С той учебной поры он сильно изменился. Высокий и стройный парень из Перми со смуглым лицом, слегка приплюснутым носом и раскосыми глазами от предков с Ямала, заматерев, превратился в вице-президента банка. И уже появились серебристые волоски в черной бородке вокруг рта. Их дружба началась с общего увлечения спортом. Егор был капитаном в волейбольной команде факультета. Его крученые мячи и отмашку знали все. Когда он подавал, часто было верное очко. Обоим понравилась одна девчонка с филфака, она приходила болеть за свою команду, приметная яркая блондинка с осиной талией и крутыми бедрами. Выбор свой Анна остановила на Николае, и не прогадала, у него было чутье «на деньги». В девяносто седьмом году в курсовой он делал анализ статистики ЦБ, понял, что кризис не за горами, продал все облигации, которыми тогда занимался, купил валюту. Николай полюбил кризисы, терпеливо их выжидал, встречал в кэше и твердой валюте. А потом все покупал по дешевке. Последний кризис дожидался полтора года, ждал падения цены на нефть. Конечно, Крым было невозможно предсказать, но выручил курс доллара.
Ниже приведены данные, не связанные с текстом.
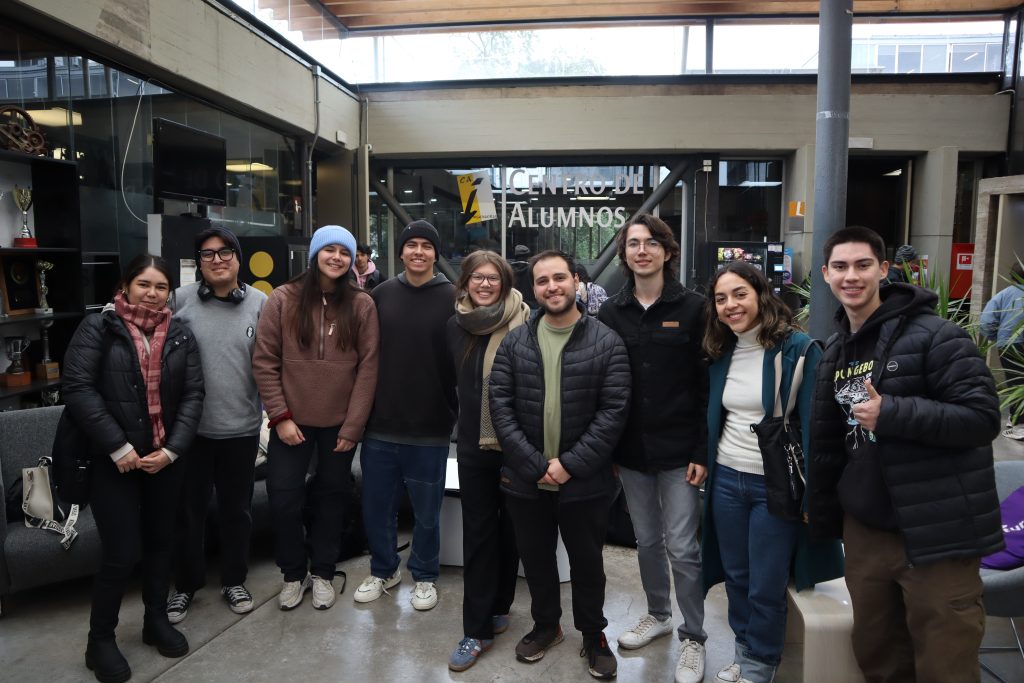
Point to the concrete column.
(832, 147)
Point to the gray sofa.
(34, 557)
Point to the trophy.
(43, 267)
(15, 375)
(23, 198)
(46, 369)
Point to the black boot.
(105, 660)
(168, 640)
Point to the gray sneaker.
(292, 592)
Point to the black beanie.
(420, 228)
(223, 233)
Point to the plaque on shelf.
(18, 285)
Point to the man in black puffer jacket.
(559, 398)
(903, 418)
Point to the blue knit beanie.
(331, 235)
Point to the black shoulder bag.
(781, 446)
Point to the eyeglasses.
(650, 244)
(478, 278)
(225, 254)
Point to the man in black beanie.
(410, 429)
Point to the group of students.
(553, 409)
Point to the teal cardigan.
(815, 561)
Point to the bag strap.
(67, 530)
(795, 381)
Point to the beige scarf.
(496, 321)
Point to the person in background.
(590, 294)
(133, 382)
(223, 313)
(315, 366)
(663, 453)
(904, 416)
(559, 399)
(904, 265)
(410, 430)
(486, 308)
(1003, 323)
(754, 551)
(366, 270)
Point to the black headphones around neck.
(236, 296)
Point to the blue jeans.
(386, 466)
(757, 551)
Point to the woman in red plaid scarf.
(133, 382)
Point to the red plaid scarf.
(139, 321)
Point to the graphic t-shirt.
(862, 489)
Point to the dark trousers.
(227, 465)
(331, 487)
(584, 525)
(489, 553)
(135, 513)
(922, 623)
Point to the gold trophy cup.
(23, 198)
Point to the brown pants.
(911, 623)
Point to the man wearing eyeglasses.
(222, 313)
(663, 453)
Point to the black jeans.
(135, 514)
(227, 465)
(328, 493)
(491, 556)
(584, 525)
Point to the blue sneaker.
(466, 653)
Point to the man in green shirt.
(559, 397)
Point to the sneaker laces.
(178, 602)
(690, 654)
(238, 594)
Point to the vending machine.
(767, 256)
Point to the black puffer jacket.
(939, 416)
(595, 403)
(668, 426)
(104, 391)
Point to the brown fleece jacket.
(335, 389)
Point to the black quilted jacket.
(595, 404)
(939, 416)
(105, 394)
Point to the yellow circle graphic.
(263, 287)
(261, 264)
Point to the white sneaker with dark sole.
(324, 594)
(374, 587)
(292, 592)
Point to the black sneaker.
(599, 657)
(239, 598)
(537, 642)
(177, 606)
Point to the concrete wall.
(194, 48)
(673, 119)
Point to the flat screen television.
(188, 165)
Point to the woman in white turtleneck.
(745, 546)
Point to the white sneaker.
(324, 595)
(373, 587)
(731, 674)
(424, 595)
(690, 667)
(644, 631)
(292, 592)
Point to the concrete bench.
(820, 621)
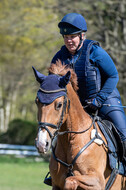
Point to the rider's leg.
(117, 116)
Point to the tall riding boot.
(124, 151)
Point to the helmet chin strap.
(81, 40)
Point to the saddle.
(115, 146)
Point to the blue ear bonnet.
(51, 86)
(51, 83)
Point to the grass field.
(22, 173)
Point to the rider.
(96, 72)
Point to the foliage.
(20, 132)
(29, 36)
(23, 173)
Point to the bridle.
(45, 125)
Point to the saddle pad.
(113, 153)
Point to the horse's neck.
(78, 118)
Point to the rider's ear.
(39, 76)
(65, 79)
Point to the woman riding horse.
(96, 72)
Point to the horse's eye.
(58, 105)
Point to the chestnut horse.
(78, 161)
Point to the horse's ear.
(39, 76)
(65, 79)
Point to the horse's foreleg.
(86, 182)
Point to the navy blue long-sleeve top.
(109, 74)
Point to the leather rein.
(45, 125)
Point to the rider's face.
(72, 41)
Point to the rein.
(43, 125)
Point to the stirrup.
(48, 180)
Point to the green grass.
(22, 173)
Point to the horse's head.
(51, 101)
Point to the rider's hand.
(94, 104)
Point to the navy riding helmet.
(72, 23)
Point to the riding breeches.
(115, 113)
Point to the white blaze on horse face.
(41, 142)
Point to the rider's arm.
(109, 74)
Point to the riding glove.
(94, 104)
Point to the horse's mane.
(61, 69)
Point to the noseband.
(45, 125)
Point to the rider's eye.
(58, 105)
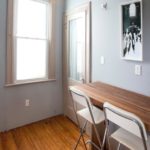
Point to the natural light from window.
(31, 39)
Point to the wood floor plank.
(57, 133)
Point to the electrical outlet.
(27, 102)
(138, 70)
(102, 60)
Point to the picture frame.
(131, 30)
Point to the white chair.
(132, 133)
(90, 113)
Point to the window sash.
(15, 61)
(10, 70)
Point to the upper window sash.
(10, 40)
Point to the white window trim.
(10, 70)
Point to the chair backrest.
(80, 98)
(125, 120)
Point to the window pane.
(30, 59)
(77, 48)
(32, 19)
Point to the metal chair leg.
(81, 136)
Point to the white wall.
(46, 98)
(106, 42)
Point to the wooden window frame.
(10, 70)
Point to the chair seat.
(129, 140)
(97, 114)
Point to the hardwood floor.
(57, 133)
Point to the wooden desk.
(133, 102)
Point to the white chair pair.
(90, 113)
(131, 133)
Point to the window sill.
(29, 82)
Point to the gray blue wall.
(106, 42)
(46, 98)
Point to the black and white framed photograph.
(131, 31)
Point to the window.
(30, 51)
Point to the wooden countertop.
(133, 102)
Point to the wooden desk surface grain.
(133, 102)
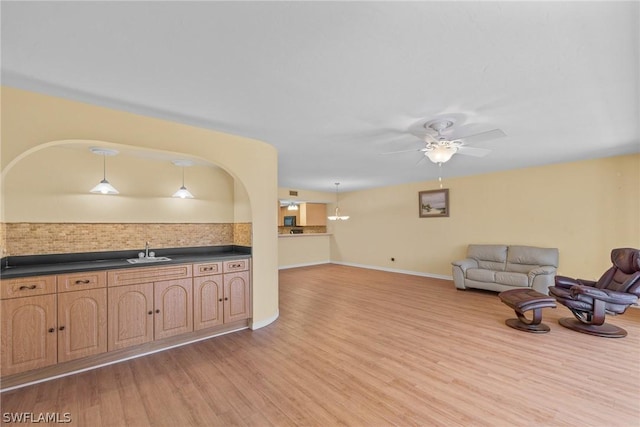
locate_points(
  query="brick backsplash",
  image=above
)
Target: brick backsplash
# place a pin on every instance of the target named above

Егор остался «другом семьи», до сих пор в холостяках. На последнем экономическом форуме в Красноярске, во время фуршета по секрету признался, что новенькая девушка из его отдела отвечает ему взаимностью, и он готов жениться.
– Выпьешь? – Николай, проведя Егора в гостиную, подошел к бару, плеснул в бокал шотландского виски. На два глотка, не больше. Виски, находясь в контакте с воздухом, испаряется и теряет долю вкуса. И все же он не любил добавлять воды, как это делают некоторые. Сделал небольшой глоток, задержал виски во рту, чтобы почувствовать оттенок напитка.